Tinkle Tinkle Little Toddler (or Teenager) :: Tips for Teaching Toilet Etiquette

No more diapers! When we got through the diapers phase with my two sons (hurray!), we experienced an occasional “Can’t I go to the bathroom anywhere?” phase. My kids were outside constantly as toddlers — and often without diapers. They did not constantly pee and poop outside like our new puppy, but there were those times of “I can’t wait!” when they would pee in the closest bush. And the, “Look, Mom, a river! And now it’s a lake!” on the floor in the kitchen! 

I live in a house of boys (including our dog), and the toilet seat is always up! I have learned a lot along the way. With each age comes a new phase regarding bodily functions.

Now fast forward 10+ years past the diaper phase, and I’m wondering why it is that boys don’t know how to aim when standing up? Can’t they just point it in the right direction? I know I don’t have that body part, but how hard can it be? Will we have to re-grout the floor in the bathroom? Apparently there are a lot of things in the bathroom that might distract very busy and wired minds from concentrating on the sharpshooter techniques required to hit the target — the middle of the toilet bowl. 

Here are some things I tried when my boys were younger, and I’m now reinventing them for the teen years. (Note that some of these only apply to much younger kids and not teens.)

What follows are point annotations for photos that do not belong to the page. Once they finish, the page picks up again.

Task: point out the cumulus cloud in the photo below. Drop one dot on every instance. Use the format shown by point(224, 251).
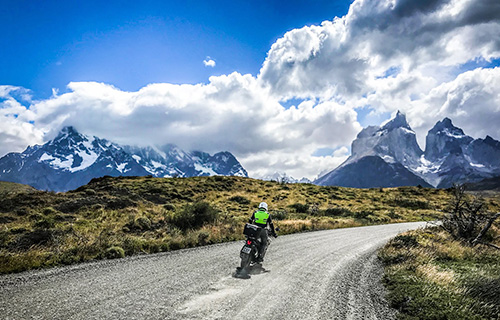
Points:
point(382, 56)
point(347, 57)
point(232, 112)
point(16, 121)
point(472, 101)
point(208, 62)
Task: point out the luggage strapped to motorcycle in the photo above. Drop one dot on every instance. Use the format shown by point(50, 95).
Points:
point(252, 231)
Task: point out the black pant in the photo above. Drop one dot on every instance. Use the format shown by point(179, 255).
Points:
point(263, 243)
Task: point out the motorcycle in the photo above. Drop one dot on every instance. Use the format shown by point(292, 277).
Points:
point(249, 254)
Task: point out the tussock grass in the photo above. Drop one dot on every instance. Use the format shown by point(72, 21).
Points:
point(431, 275)
point(147, 215)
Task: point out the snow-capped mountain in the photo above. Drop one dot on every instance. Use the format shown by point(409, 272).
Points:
point(284, 178)
point(73, 159)
point(452, 156)
point(380, 158)
point(389, 156)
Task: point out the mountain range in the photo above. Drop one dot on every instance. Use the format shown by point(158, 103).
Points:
point(72, 159)
point(389, 156)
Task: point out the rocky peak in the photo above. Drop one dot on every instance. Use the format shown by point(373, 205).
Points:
point(399, 121)
point(444, 139)
point(393, 142)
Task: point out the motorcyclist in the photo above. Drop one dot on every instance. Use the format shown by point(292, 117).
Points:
point(262, 218)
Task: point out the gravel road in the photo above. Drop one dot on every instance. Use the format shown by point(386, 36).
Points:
point(330, 274)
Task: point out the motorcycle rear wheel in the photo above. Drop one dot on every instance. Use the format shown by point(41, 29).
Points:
point(245, 261)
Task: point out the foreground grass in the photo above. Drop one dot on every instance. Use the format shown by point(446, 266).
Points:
point(431, 276)
point(116, 217)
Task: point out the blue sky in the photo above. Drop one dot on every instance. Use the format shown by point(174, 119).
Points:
point(284, 86)
point(129, 44)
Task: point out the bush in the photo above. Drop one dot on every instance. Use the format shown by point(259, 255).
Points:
point(115, 252)
point(336, 212)
point(410, 203)
point(240, 200)
point(142, 223)
point(45, 223)
point(362, 214)
point(299, 207)
point(194, 216)
point(90, 192)
point(169, 207)
point(48, 211)
point(404, 241)
point(279, 215)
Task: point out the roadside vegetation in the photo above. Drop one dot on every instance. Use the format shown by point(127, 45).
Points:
point(450, 271)
point(116, 217)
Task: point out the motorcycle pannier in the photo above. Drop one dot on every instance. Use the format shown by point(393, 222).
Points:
point(252, 230)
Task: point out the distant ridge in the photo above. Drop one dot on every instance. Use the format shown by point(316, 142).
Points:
point(72, 159)
point(389, 156)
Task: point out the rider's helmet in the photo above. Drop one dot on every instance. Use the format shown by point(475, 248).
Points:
point(263, 205)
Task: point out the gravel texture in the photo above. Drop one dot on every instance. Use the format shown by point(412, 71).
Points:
point(330, 274)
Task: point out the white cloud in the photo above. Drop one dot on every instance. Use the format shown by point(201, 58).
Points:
point(472, 101)
point(16, 128)
point(383, 55)
point(232, 112)
point(208, 62)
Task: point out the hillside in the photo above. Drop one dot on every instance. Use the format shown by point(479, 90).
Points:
point(114, 217)
point(9, 188)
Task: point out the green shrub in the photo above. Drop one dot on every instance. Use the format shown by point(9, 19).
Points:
point(410, 203)
point(45, 223)
point(362, 214)
point(142, 223)
point(240, 200)
point(279, 215)
point(115, 252)
point(300, 207)
point(23, 211)
point(90, 192)
point(336, 212)
point(203, 238)
point(194, 216)
point(404, 241)
point(48, 211)
point(169, 207)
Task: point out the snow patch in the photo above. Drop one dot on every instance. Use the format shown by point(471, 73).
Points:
point(203, 169)
point(477, 165)
point(388, 159)
point(121, 167)
point(452, 135)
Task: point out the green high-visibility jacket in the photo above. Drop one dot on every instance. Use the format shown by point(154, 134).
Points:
point(262, 218)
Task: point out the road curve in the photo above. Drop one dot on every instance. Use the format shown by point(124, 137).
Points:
point(330, 274)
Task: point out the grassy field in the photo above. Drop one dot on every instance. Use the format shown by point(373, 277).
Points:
point(431, 275)
point(116, 217)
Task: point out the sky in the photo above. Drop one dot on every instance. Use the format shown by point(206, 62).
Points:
point(284, 86)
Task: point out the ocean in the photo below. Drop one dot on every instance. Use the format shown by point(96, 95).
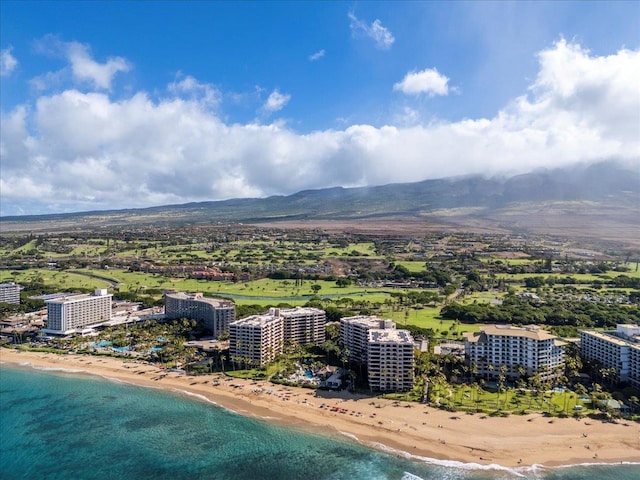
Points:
point(66, 425)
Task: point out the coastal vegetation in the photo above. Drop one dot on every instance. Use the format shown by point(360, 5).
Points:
point(437, 286)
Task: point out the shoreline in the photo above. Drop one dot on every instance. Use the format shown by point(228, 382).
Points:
point(474, 441)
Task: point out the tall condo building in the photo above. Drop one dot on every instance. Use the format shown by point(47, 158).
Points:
point(520, 349)
point(9, 293)
point(216, 314)
point(390, 360)
point(72, 313)
point(256, 340)
point(302, 325)
point(617, 349)
point(354, 334)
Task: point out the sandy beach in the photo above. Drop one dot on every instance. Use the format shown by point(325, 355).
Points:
point(514, 441)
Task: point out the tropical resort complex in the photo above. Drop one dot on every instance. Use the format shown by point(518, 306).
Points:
point(384, 357)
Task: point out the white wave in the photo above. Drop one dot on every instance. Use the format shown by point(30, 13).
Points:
point(519, 472)
point(410, 476)
point(349, 435)
point(59, 369)
point(196, 395)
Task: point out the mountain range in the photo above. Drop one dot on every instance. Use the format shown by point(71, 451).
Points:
point(607, 191)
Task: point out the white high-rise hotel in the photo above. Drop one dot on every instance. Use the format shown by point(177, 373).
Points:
point(530, 348)
point(618, 349)
point(9, 293)
point(303, 325)
point(258, 339)
point(389, 353)
point(215, 314)
point(74, 312)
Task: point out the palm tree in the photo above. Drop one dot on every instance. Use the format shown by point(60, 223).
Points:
point(222, 360)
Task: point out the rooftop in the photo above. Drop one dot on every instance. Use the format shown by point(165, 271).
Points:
point(370, 321)
point(256, 320)
point(390, 336)
point(216, 302)
point(532, 332)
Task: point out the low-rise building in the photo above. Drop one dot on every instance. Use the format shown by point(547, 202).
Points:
point(71, 314)
point(617, 349)
point(216, 314)
point(522, 350)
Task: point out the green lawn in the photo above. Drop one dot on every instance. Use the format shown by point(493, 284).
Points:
point(465, 397)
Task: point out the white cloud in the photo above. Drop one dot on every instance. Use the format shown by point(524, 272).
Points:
point(317, 56)
point(7, 62)
point(85, 68)
point(84, 150)
point(82, 68)
point(381, 35)
point(189, 87)
point(428, 81)
point(276, 101)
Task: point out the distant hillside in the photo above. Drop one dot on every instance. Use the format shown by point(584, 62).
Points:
point(603, 187)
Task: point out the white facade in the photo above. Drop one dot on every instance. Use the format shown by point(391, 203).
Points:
point(72, 313)
point(354, 333)
point(256, 340)
point(618, 349)
point(530, 348)
point(390, 360)
point(216, 314)
point(302, 325)
point(9, 293)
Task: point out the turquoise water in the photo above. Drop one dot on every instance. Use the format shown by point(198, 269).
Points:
point(56, 425)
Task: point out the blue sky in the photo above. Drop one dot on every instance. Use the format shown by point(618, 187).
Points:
point(127, 104)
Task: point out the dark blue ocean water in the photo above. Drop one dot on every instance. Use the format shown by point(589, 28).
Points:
point(56, 425)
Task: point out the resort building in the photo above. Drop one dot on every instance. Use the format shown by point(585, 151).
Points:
point(617, 349)
point(390, 359)
point(354, 334)
point(256, 340)
point(522, 350)
point(71, 314)
point(302, 325)
point(9, 293)
point(215, 314)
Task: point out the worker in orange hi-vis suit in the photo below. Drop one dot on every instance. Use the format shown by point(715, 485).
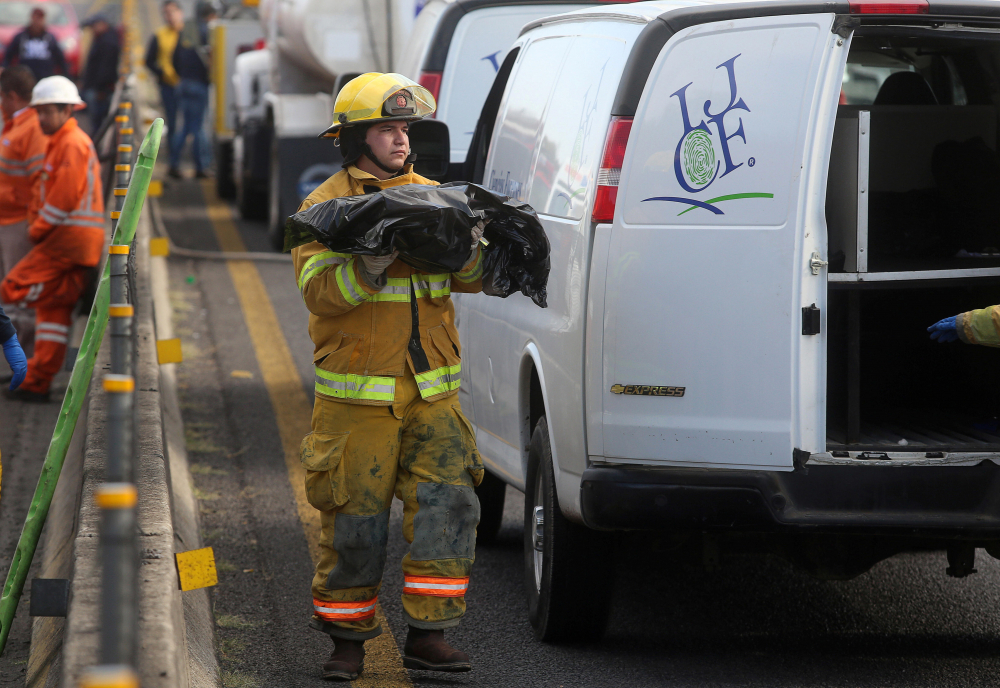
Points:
point(67, 228)
point(22, 150)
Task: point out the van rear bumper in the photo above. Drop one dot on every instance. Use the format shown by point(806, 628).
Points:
point(911, 500)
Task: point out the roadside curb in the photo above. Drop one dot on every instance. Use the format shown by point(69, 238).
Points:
point(175, 629)
point(202, 665)
point(160, 607)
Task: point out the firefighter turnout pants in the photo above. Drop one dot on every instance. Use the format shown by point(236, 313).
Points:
point(52, 287)
point(358, 456)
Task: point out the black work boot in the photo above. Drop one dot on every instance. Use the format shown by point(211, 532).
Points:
point(346, 661)
point(427, 650)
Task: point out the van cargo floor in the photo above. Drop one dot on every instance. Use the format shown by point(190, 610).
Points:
point(921, 431)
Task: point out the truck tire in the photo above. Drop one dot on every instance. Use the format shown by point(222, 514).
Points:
point(225, 187)
point(492, 493)
point(568, 574)
point(275, 211)
point(252, 206)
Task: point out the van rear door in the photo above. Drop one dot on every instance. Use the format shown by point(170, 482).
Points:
point(707, 273)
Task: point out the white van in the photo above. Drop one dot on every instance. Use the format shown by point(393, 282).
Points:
point(755, 210)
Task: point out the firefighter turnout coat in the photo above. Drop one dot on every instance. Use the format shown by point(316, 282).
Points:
point(22, 151)
point(386, 421)
point(365, 337)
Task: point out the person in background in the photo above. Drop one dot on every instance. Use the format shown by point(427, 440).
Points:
point(12, 351)
point(22, 150)
point(14, 354)
point(160, 61)
point(101, 73)
point(67, 228)
point(191, 61)
point(36, 48)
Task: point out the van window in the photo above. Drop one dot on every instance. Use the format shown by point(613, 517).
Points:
point(478, 46)
point(514, 146)
point(575, 123)
point(871, 63)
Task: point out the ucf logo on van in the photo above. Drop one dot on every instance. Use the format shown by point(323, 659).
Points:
point(696, 164)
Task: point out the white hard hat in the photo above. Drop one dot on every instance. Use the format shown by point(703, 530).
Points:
point(56, 90)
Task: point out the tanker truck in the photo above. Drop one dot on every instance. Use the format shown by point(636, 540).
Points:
point(283, 95)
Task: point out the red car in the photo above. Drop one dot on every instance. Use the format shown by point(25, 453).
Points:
point(60, 18)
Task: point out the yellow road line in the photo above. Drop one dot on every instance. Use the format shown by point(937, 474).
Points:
point(293, 411)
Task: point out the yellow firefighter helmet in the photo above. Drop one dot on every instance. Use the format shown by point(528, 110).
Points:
point(377, 97)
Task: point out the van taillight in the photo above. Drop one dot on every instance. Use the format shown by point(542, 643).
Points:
point(432, 82)
point(611, 169)
point(889, 7)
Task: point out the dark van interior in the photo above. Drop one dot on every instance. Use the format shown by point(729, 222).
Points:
point(913, 214)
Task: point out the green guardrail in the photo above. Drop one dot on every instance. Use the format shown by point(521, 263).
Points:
point(76, 392)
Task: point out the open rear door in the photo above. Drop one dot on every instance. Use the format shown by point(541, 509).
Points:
point(716, 220)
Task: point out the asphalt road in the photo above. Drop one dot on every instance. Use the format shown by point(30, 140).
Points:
point(753, 622)
point(25, 430)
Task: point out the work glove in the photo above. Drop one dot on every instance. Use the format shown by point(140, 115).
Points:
point(374, 266)
point(14, 354)
point(944, 330)
point(477, 233)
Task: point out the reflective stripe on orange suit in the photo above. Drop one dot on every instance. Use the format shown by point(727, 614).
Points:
point(68, 213)
point(22, 152)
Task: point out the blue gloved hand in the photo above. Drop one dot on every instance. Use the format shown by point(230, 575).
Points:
point(14, 354)
point(944, 330)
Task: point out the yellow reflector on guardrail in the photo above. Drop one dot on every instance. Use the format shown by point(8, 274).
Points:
point(119, 384)
point(116, 496)
point(196, 569)
point(115, 676)
point(168, 351)
point(159, 247)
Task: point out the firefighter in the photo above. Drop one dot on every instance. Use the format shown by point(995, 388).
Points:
point(22, 149)
point(386, 418)
point(67, 229)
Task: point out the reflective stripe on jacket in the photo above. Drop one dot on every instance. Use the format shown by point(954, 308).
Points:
point(22, 151)
point(68, 221)
point(362, 334)
point(980, 326)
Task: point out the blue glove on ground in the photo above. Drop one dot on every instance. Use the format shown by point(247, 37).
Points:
point(14, 354)
point(944, 330)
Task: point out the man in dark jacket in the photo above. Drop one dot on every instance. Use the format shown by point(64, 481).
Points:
point(36, 48)
point(191, 60)
point(160, 61)
point(101, 74)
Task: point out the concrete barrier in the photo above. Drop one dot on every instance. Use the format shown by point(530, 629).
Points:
point(176, 630)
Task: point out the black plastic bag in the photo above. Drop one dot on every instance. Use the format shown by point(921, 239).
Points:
point(431, 227)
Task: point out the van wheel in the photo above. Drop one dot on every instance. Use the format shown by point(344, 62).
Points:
point(568, 568)
point(491, 492)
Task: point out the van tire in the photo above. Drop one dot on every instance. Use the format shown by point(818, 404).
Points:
point(570, 600)
point(225, 187)
point(492, 493)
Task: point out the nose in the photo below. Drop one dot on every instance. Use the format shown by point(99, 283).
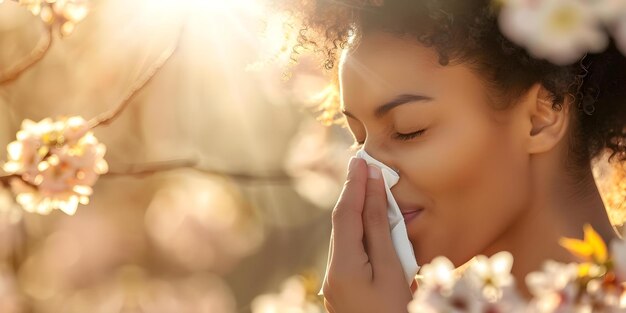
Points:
point(382, 155)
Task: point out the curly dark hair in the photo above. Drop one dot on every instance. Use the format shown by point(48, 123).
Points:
point(467, 31)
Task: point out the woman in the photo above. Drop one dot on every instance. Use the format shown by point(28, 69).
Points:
point(493, 146)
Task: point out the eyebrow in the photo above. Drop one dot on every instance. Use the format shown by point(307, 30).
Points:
point(397, 101)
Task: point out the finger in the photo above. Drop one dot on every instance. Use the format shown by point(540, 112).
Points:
point(376, 223)
point(329, 308)
point(347, 220)
point(414, 286)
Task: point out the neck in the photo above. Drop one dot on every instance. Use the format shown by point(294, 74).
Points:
point(560, 207)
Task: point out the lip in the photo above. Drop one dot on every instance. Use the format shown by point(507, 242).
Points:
point(409, 211)
point(410, 215)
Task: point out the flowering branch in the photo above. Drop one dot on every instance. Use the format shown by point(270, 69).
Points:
point(157, 167)
point(108, 117)
point(153, 168)
point(36, 55)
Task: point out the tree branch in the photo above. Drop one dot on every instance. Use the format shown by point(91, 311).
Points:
point(36, 55)
point(108, 117)
point(141, 170)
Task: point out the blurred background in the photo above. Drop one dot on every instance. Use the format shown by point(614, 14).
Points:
point(221, 180)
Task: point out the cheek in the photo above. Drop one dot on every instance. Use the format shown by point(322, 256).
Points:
point(474, 174)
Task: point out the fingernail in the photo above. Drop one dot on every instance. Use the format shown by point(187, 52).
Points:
point(374, 172)
point(352, 164)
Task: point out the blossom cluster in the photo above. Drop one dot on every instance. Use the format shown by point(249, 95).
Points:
point(562, 31)
point(597, 284)
point(54, 164)
point(64, 13)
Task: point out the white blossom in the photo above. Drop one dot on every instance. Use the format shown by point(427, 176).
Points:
point(561, 31)
point(56, 163)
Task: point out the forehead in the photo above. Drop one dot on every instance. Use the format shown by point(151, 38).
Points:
point(383, 63)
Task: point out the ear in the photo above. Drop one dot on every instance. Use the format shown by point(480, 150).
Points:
point(547, 124)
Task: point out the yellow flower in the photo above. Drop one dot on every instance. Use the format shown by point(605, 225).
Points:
point(591, 249)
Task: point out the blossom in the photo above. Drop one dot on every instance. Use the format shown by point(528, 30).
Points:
point(486, 286)
point(55, 164)
point(492, 274)
point(291, 299)
point(554, 288)
point(65, 13)
point(561, 31)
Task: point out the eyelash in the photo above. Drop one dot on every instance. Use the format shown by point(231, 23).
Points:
point(399, 136)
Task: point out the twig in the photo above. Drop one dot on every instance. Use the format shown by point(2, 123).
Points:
point(36, 55)
point(5, 180)
point(108, 117)
point(153, 168)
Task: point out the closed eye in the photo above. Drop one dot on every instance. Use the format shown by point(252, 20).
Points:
point(357, 145)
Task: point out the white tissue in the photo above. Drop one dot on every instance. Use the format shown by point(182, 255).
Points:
point(399, 235)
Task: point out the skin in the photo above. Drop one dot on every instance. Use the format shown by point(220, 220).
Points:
point(486, 180)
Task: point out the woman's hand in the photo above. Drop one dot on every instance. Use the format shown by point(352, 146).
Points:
point(364, 273)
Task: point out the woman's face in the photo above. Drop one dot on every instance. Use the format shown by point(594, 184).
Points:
point(465, 165)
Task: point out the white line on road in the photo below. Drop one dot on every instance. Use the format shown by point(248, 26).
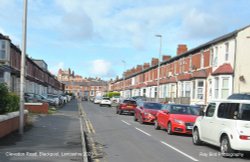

  • Give reminders of where to aim. Place a Cheerio in the toilet for fine tuning those shooter skills. Biodegradable, flushable stickers can be fun. Even simply aiming for the hole in the bottom of the toilet bowl can be effective! Or, try Post-It notes with hand-drawn arrows indicating which way to aim. (I did this one recently!)
  • Have him put on some rubber gloves and get out a rag and bottle of all-purpose cleaner. Show him how to clean up the pee off the floor and the seat!
  • Games seem to work, but I don’t recommend the “how far can you pee” experiment. My youngest used to proudly exclaim from the yard, “Watch me! Look how far I can pee!”
  • If your child is standing tiptoe or trying to hold his pelvis up while using the bathroom, it could explain why his aim is less than true. Get a cheap plastic step stool he can use to put himself above toilet level rather than right at it or below it. It’s a lot easier to aim down into the bowl than it is to try to pee up and into the bowl.
  • Remind him to raise the seat before he begins to pee. If you pee on the seat and don’t clean it up, the next person who has to sit down to use the bathroom will have to sit in your pee. How would you like to sit in someone else’s pee?!
  • Or… he could sit down to pee. What’s the harm in that?

Here’s to fine tuning the aim and keeping it straight and narrow in the middle of the bowl!

Kim Raubenheimer grew up in Franklin, Massachusetts and lives in Belmont with her husband and two busy teen boys. Kim has been passionate about Health & Wellness since she was in her early 20's. Now in her mid-50's, Kim has an abundance of knowledge from her personal journey and numerous certifications which she’s eager to share (especially with Moms!).  Kim started Your Health Sense in 2001, a Nutrition and Fitness Coaching business, while working full-time as a Print Producer and raising two boys.  Kim understands the challenges of maintaining self-care and now juggles her Nutrition and Fitness business while being a Mom and working part-time for her husband's Managed Services IT company as the Hiring and Compliance manager.


  1. This is a funny and practical article for a lot of moms of boys. You buried the best advice at the end though! We should really teach boys and men to sit down to pee at home. It doesn’t make them any less of a man and they can still stand in public.

    If they continue to stand at home I wouldn’t worry about the toilet seat issue. If it’s up and they aim well you’re doing better than most!